Suppose I have a covering map $p:X\rightarrow Y$, and $Y$ is connected. Is $Y$, as an open set, evenly covered by $p$?
I think the answer is yes; I'm new to this kind of topology, so I'm not sure if this proof works: If $Y$ is connected, then there will be at least two points $y_0,y_1$ with intersecting connected, open neighbourhoods that are evenly covered.
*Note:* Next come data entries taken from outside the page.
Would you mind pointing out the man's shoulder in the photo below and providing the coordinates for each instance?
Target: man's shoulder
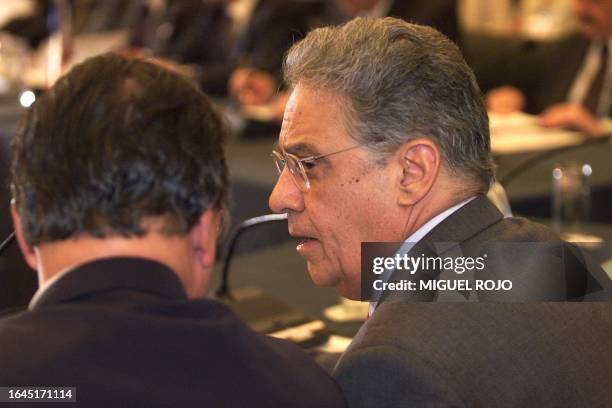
(150, 341)
(517, 229)
(461, 353)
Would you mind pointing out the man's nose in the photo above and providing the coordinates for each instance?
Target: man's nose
(286, 197)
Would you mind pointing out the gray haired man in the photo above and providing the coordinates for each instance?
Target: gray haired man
(385, 139)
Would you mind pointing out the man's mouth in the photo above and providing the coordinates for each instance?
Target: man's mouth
(305, 245)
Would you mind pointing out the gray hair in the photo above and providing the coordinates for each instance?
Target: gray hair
(400, 81)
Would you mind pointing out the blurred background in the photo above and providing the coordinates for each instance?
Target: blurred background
(233, 50)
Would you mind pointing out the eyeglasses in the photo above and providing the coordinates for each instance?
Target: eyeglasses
(298, 167)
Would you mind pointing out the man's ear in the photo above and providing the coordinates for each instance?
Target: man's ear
(419, 161)
(203, 238)
(27, 250)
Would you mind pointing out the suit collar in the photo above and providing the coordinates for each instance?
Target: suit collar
(111, 274)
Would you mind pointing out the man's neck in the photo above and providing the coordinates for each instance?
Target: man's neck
(56, 257)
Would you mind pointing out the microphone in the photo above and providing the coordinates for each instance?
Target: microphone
(262, 312)
(223, 291)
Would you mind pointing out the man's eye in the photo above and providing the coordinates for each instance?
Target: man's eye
(308, 165)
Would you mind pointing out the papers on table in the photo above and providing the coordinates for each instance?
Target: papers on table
(519, 132)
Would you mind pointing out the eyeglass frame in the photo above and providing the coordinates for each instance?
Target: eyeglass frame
(281, 156)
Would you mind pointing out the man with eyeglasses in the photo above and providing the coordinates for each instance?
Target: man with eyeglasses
(120, 188)
(385, 139)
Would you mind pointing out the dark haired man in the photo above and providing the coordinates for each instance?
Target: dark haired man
(119, 186)
(385, 139)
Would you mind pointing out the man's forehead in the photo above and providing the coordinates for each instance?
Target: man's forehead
(310, 122)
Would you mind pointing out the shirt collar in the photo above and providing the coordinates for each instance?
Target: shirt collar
(106, 274)
(420, 233)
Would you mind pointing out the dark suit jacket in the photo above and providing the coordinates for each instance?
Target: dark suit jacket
(482, 354)
(123, 333)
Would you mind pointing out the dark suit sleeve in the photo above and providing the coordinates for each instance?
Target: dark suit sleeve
(384, 376)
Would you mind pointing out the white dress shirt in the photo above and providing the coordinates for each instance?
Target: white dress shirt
(417, 236)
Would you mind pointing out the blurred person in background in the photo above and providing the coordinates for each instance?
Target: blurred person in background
(568, 83)
(255, 87)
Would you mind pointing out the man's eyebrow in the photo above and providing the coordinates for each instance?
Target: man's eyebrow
(301, 149)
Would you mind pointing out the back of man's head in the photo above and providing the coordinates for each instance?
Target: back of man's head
(115, 142)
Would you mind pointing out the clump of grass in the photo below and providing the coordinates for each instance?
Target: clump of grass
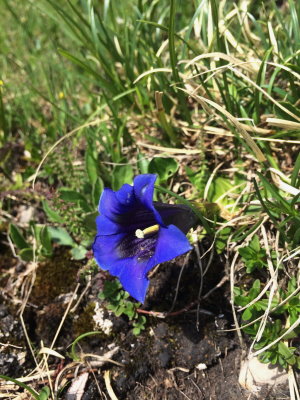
(226, 79)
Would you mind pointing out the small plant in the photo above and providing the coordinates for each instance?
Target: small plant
(281, 316)
(118, 303)
(253, 255)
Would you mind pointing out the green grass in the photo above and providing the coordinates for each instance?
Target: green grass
(223, 71)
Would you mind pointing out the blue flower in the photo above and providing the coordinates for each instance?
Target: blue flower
(134, 233)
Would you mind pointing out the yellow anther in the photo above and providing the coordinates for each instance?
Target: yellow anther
(140, 234)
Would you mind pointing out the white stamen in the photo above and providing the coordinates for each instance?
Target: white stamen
(139, 234)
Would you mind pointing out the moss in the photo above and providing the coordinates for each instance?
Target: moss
(85, 322)
(55, 276)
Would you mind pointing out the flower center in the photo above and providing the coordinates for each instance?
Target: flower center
(141, 233)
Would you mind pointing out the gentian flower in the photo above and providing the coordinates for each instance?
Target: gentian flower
(134, 234)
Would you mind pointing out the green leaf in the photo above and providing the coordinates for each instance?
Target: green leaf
(287, 353)
(26, 254)
(89, 221)
(78, 252)
(44, 393)
(17, 237)
(46, 239)
(97, 190)
(51, 214)
(122, 174)
(163, 167)
(61, 236)
(143, 163)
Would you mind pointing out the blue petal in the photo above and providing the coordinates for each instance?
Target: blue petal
(143, 189)
(171, 242)
(130, 271)
(105, 252)
(112, 203)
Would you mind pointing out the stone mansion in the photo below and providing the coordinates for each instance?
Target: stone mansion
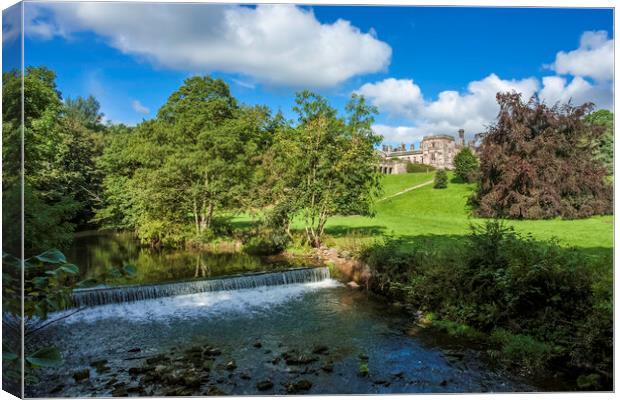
(435, 150)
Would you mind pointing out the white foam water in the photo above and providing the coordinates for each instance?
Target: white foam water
(125, 294)
(216, 304)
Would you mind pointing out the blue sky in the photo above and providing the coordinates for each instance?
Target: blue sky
(428, 69)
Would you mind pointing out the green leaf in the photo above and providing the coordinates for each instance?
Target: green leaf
(39, 281)
(70, 268)
(45, 357)
(53, 256)
(86, 283)
(129, 270)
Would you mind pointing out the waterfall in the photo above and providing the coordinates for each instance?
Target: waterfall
(124, 294)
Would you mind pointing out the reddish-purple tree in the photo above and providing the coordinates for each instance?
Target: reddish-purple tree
(537, 161)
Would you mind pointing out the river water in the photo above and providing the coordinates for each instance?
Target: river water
(255, 329)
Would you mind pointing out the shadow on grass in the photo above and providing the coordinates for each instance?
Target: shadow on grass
(343, 230)
(452, 246)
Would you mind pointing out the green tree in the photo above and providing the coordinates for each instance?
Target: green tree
(325, 165)
(441, 179)
(174, 174)
(466, 165)
(539, 162)
(604, 144)
(49, 202)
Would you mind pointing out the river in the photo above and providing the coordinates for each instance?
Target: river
(315, 337)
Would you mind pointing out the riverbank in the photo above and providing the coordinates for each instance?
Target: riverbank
(536, 309)
(311, 338)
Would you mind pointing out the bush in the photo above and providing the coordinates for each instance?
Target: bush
(441, 179)
(466, 165)
(267, 243)
(537, 162)
(413, 167)
(541, 304)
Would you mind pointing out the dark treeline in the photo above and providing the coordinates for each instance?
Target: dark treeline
(176, 179)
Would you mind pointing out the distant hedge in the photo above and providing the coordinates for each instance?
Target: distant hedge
(412, 167)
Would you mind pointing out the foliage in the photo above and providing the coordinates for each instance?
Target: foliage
(604, 145)
(414, 167)
(539, 162)
(540, 303)
(169, 177)
(267, 243)
(48, 282)
(325, 165)
(441, 179)
(60, 178)
(86, 111)
(466, 165)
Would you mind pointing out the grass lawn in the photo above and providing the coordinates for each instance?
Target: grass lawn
(441, 216)
(395, 183)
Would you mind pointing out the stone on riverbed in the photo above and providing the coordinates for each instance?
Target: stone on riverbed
(81, 375)
(300, 386)
(264, 385)
(320, 349)
(328, 366)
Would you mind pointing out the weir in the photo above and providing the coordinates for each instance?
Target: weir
(124, 294)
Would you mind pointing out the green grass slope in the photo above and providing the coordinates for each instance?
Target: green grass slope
(395, 183)
(442, 216)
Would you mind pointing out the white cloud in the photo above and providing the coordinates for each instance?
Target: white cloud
(591, 73)
(398, 134)
(472, 110)
(399, 97)
(594, 58)
(275, 44)
(139, 107)
(577, 91)
(11, 23)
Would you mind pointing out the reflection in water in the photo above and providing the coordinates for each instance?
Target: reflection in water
(282, 318)
(96, 252)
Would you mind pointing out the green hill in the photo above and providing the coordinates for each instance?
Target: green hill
(441, 215)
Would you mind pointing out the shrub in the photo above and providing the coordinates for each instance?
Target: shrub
(441, 179)
(524, 351)
(466, 165)
(414, 167)
(540, 303)
(267, 243)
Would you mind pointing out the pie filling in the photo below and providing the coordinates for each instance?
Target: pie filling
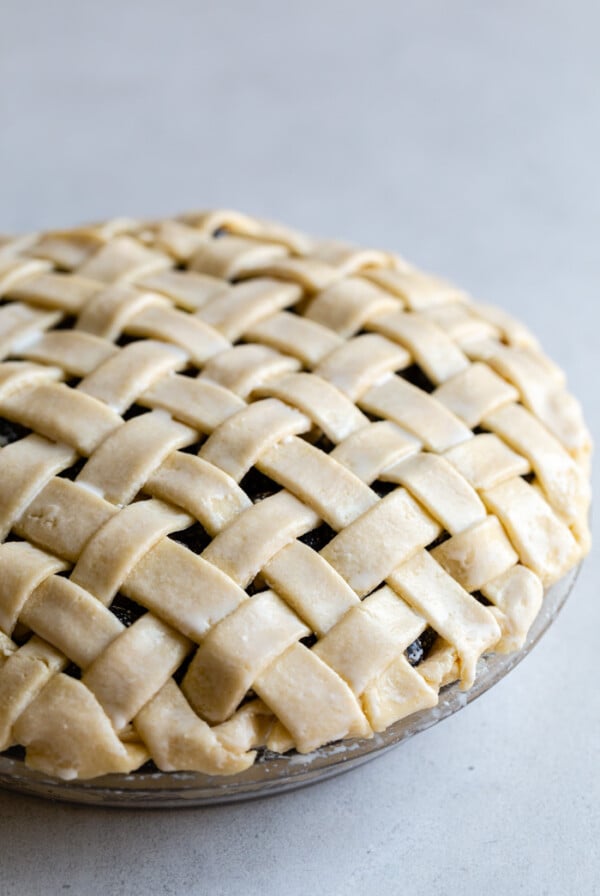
(260, 492)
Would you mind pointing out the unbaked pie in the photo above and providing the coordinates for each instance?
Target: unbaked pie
(259, 490)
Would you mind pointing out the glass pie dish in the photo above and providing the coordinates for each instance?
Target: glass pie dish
(273, 774)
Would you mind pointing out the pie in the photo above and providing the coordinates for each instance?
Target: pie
(260, 491)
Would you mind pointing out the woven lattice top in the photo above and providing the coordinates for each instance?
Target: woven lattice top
(260, 490)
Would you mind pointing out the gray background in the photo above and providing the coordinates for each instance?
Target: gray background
(466, 136)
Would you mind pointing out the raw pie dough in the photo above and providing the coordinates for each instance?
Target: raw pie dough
(259, 489)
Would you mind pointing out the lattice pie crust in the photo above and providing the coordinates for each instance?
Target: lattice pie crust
(260, 490)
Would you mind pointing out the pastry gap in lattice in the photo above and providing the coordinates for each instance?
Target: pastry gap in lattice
(318, 440)
(415, 375)
(194, 537)
(421, 647)
(135, 410)
(11, 432)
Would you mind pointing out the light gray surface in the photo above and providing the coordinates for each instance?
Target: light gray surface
(466, 137)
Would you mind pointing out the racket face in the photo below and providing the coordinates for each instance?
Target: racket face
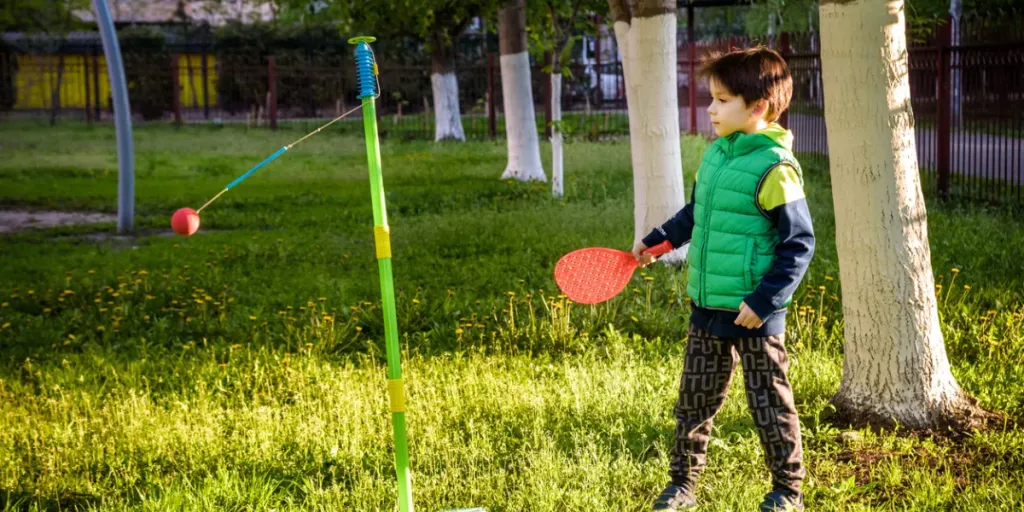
(594, 274)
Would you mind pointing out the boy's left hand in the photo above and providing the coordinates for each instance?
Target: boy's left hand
(748, 317)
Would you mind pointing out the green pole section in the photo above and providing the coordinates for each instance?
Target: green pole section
(367, 71)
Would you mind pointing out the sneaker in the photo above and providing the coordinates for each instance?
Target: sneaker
(675, 499)
(779, 501)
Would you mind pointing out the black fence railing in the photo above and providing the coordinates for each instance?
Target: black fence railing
(968, 99)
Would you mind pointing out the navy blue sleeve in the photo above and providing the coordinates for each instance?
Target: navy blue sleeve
(793, 255)
(678, 229)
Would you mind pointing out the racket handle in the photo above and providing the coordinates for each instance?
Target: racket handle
(663, 248)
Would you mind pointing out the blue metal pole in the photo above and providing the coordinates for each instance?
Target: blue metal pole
(122, 118)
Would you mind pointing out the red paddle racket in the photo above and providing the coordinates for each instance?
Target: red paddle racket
(596, 274)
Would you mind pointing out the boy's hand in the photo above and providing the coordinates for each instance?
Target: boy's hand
(643, 259)
(748, 317)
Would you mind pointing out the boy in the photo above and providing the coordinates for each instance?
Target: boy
(751, 241)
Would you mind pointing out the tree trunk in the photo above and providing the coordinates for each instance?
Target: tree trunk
(520, 121)
(895, 370)
(648, 45)
(448, 119)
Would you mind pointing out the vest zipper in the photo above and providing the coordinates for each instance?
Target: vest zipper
(707, 233)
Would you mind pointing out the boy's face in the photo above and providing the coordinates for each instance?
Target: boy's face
(730, 114)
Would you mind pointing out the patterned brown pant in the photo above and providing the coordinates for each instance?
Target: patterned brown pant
(707, 373)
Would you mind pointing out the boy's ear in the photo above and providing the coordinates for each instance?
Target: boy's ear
(760, 108)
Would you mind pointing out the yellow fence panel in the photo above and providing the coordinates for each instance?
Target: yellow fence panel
(37, 78)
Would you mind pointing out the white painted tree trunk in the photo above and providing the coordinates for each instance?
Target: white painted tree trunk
(649, 65)
(895, 367)
(520, 121)
(448, 119)
(556, 135)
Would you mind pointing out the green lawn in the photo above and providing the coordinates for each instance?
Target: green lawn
(243, 369)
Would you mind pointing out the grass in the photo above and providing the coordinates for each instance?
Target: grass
(243, 369)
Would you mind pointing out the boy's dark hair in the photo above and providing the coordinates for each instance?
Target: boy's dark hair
(755, 74)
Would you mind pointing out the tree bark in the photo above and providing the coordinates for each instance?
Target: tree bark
(895, 370)
(647, 42)
(520, 121)
(448, 118)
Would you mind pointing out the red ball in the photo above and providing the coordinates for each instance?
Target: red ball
(184, 221)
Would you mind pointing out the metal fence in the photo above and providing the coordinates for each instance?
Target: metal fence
(968, 103)
(968, 99)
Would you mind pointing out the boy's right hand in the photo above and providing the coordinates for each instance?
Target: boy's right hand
(642, 259)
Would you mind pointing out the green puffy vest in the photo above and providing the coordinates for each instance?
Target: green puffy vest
(733, 244)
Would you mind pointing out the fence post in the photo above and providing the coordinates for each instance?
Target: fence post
(176, 89)
(88, 89)
(783, 44)
(492, 115)
(598, 95)
(96, 104)
(942, 110)
(271, 100)
(549, 58)
(691, 47)
(206, 87)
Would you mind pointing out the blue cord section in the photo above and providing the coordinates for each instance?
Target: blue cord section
(365, 70)
(258, 166)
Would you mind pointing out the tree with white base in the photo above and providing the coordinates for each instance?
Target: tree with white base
(520, 122)
(895, 369)
(646, 40)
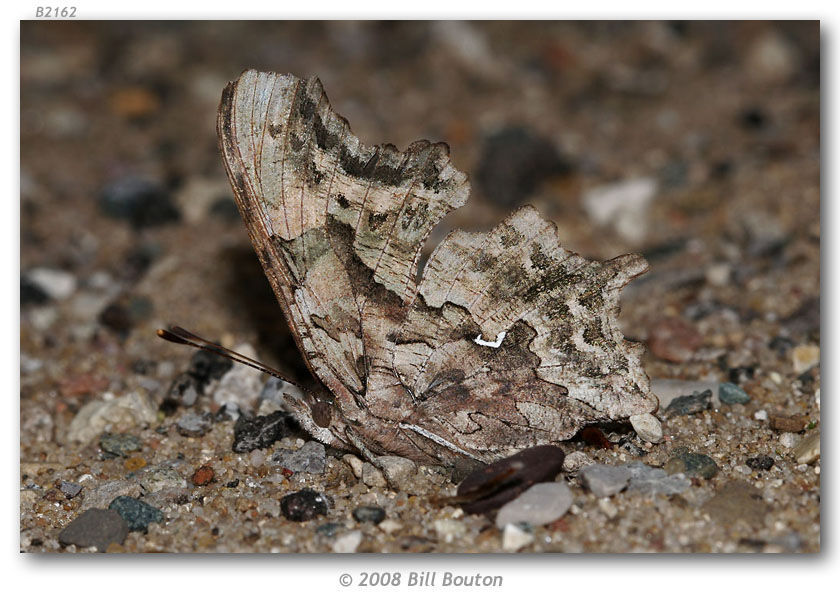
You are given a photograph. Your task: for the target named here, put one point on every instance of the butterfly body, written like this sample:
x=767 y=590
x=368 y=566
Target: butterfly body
x=507 y=341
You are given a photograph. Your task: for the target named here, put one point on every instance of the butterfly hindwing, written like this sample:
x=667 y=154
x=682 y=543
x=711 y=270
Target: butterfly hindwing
x=508 y=339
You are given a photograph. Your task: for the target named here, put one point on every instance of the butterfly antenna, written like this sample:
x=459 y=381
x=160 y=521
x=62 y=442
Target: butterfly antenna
x=179 y=335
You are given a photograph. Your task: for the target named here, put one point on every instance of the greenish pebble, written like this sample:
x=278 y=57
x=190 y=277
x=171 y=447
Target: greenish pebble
x=732 y=394
x=692 y=464
x=119 y=444
x=136 y=513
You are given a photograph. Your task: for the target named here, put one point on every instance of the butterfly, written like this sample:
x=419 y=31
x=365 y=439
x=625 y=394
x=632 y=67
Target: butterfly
x=505 y=342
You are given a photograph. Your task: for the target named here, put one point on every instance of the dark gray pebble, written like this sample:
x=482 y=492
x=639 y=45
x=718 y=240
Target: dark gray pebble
x=251 y=433
x=328 y=529
x=729 y=393
x=762 y=462
x=369 y=514
x=31 y=293
x=184 y=391
x=691 y=404
x=514 y=162
x=69 y=489
x=194 y=424
x=692 y=464
x=119 y=444
x=96 y=527
x=304 y=505
x=311 y=458
x=136 y=513
x=141 y=202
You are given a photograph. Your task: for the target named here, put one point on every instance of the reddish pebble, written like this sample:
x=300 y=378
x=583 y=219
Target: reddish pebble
x=674 y=339
x=203 y=475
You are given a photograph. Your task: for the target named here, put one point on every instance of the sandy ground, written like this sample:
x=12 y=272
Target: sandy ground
x=716 y=123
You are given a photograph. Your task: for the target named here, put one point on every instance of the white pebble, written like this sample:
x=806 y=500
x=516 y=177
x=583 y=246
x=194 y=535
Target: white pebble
x=514 y=538
x=57 y=284
x=449 y=529
x=788 y=439
x=347 y=542
x=607 y=507
x=648 y=427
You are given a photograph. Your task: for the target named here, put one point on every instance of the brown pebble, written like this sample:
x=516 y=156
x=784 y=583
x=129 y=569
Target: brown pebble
x=674 y=339
x=792 y=423
x=203 y=475
x=134 y=463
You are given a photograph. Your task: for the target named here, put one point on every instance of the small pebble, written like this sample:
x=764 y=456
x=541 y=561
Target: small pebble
x=195 y=424
x=57 y=284
x=31 y=293
x=762 y=462
x=304 y=505
x=329 y=529
x=311 y=458
x=103 y=494
x=203 y=475
x=791 y=423
x=347 y=542
x=372 y=477
x=119 y=444
x=402 y=474
x=674 y=339
x=540 y=504
x=134 y=463
x=183 y=391
x=692 y=464
x=737 y=500
x=651 y=481
x=607 y=507
x=122 y=315
x=647 y=427
x=730 y=393
x=605 y=480
x=136 y=513
x=390 y=525
x=241 y=385
x=805 y=357
x=514 y=538
x=157 y=478
x=356 y=464
x=689 y=405
x=808 y=449
x=69 y=489
x=448 y=530
x=623 y=205
x=668 y=389
x=513 y=162
x=576 y=460
x=130 y=411
x=788 y=439
x=95 y=527
x=250 y=433
x=369 y=514
x=141 y=202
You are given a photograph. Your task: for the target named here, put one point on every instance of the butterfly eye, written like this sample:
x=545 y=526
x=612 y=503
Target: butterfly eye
x=321 y=413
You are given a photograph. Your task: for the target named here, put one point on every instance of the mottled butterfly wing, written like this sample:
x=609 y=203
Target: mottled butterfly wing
x=514 y=341
x=338 y=227
x=508 y=341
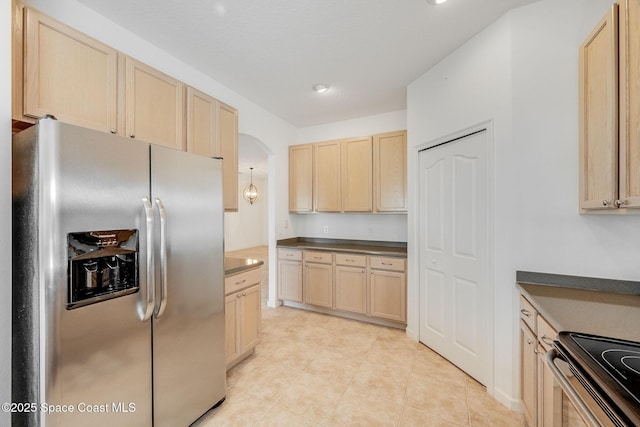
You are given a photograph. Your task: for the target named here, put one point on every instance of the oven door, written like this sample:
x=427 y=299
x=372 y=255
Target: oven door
x=580 y=407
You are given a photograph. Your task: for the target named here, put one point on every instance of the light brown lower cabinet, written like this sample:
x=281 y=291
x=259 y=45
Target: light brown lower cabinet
x=541 y=396
x=351 y=283
x=290 y=275
x=242 y=315
x=318 y=279
x=368 y=288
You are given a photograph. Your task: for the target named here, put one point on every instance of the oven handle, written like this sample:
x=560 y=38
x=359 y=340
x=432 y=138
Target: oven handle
x=577 y=401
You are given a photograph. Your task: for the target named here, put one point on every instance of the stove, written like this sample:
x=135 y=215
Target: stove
x=609 y=369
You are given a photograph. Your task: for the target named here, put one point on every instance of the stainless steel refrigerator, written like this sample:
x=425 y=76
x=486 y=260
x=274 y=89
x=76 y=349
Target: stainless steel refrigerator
x=118 y=281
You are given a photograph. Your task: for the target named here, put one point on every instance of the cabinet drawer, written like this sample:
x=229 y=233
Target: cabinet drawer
x=528 y=313
x=546 y=333
x=385 y=263
x=242 y=280
x=290 y=254
x=319 y=257
x=353 y=260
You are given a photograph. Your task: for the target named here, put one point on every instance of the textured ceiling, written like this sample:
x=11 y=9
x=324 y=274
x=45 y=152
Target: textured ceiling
x=273 y=51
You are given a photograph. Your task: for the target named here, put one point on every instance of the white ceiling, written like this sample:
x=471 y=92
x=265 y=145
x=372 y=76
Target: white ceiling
x=273 y=51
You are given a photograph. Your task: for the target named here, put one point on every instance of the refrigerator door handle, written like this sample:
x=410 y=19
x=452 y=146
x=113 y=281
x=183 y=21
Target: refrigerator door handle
x=163 y=258
x=147 y=309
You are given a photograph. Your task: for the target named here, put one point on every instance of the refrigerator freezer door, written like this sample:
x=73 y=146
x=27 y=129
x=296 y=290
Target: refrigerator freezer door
x=188 y=325
x=95 y=358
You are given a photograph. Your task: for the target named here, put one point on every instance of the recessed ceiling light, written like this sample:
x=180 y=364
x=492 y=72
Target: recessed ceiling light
x=320 y=88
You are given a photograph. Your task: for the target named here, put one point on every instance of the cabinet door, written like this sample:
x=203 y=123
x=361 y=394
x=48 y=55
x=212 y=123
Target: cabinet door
x=549 y=394
x=231 y=303
x=388 y=295
x=290 y=280
x=68 y=74
x=598 y=115
x=629 y=103
x=351 y=289
x=154 y=106
x=327 y=173
x=528 y=374
x=250 y=310
x=357 y=175
x=228 y=143
x=390 y=172
x=201 y=123
x=301 y=178
x=318 y=284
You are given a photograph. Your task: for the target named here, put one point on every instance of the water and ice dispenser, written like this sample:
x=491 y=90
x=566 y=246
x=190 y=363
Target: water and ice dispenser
x=102 y=265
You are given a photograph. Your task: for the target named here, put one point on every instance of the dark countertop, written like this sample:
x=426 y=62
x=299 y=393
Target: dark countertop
x=370 y=247
x=238 y=265
x=568 y=304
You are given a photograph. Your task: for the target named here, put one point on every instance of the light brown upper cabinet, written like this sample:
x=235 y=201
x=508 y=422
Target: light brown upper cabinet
x=212 y=131
x=609 y=120
x=390 y=172
x=327 y=176
x=154 y=106
x=357 y=175
x=60 y=71
x=629 y=152
x=202 y=128
x=301 y=178
x=227 y=118
x=366 y=174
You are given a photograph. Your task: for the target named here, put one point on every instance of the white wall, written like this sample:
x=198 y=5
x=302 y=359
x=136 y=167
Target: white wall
x=352 y=226
x=5 y=207
x=248 y=227
x=522 y=73
x=469 y=87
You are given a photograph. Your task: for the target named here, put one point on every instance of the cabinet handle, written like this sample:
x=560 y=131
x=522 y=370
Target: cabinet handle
x=545 y=339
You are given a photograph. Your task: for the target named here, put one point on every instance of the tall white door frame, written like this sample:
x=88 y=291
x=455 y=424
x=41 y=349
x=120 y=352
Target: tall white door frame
x=419 y=228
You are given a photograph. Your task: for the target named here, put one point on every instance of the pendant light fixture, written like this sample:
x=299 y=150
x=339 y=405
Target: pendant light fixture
x=250 y=192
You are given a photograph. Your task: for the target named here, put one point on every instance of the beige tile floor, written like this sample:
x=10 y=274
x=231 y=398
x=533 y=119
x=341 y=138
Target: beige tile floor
x=316 y=370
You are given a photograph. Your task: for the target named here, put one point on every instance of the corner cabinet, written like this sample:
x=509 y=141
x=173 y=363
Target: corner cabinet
x=228 y=142
x=365 y=174
x=212 y=131
x=390 y=172
x=609 y=114
x=60 y=71
x=242 y=315
x=327 y=169
x=357 y=175
x=301 y=178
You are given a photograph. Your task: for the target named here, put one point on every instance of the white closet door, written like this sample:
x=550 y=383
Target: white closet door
x=454 y=293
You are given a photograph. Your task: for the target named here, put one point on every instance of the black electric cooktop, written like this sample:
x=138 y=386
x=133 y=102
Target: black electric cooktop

Suppose these neighbourhoods are $U_0,U_1$ and suppose $\{V_\alpha\}$ is the partitioning of $p^{-1}(U_0)$ and $\{W_\beta\}$ is the partitioning of $p^{-1}(U_1)$. Then since $U_0\cap U_1$ is open, and every partition is homeomorphic, then $p^{-1}(U_0\cap U_1)\cap V_\alpha\neq \emptyset$, and $p^{-1}(U_0\cap U_1)\cap W_\beta\neq\emptyset$, for all $\alpha$ and $\beta$. Then for each $V_\alpha$, there is a single $W_\beta$ such that $p(V_\alpha\cap W_\beta)=U_0\cap U_1$. Since the union $V_\alpha\cup W_\beta$ is an open set that is homeomorphic to $U_0\cup U_1$, and there is a unique way to match the two partitions up, the new partition $\{V_\alpha\cup W_\alpha\}$ creates an even covering of $U_0\cup U_1$; repeating this process over the neighbourhoods of all points will eventually create an even covering of the the open set $Y$.
Does that work?
This doesn't work; the problem is that a single $V_\alpha$ might intersect more than one $W_\beta$. In particular, if $U_0\cap U_1$ is disconnected, there might be one $\beta$ such that $V_\alpha\cap W_\beta$ maps homeomorphically to one component of $U_0\cap U_1$, and a different $\beta'$ such that $V_\alpha\cap W_{\beta'}$ maps homeomorphically to another component of $U_0\cap U_1$. So there is no single $V_\alpha\cup W_\beta$ that maps homeomorphically to all of $U_0\cup U_1$.
To see how this can happen concretely, try to figure out what happens when you apply your argument the case where $X=Y=S^1$ and $p$ is given by $p(z)=z^2$, thinking of $S^1$ as the unit circle in $\mathbb{C}$. You can take $U_0$ to be $S^1\setminus\{1\}$ and $U_1$ to be $S^1\setminus\{-1\}$.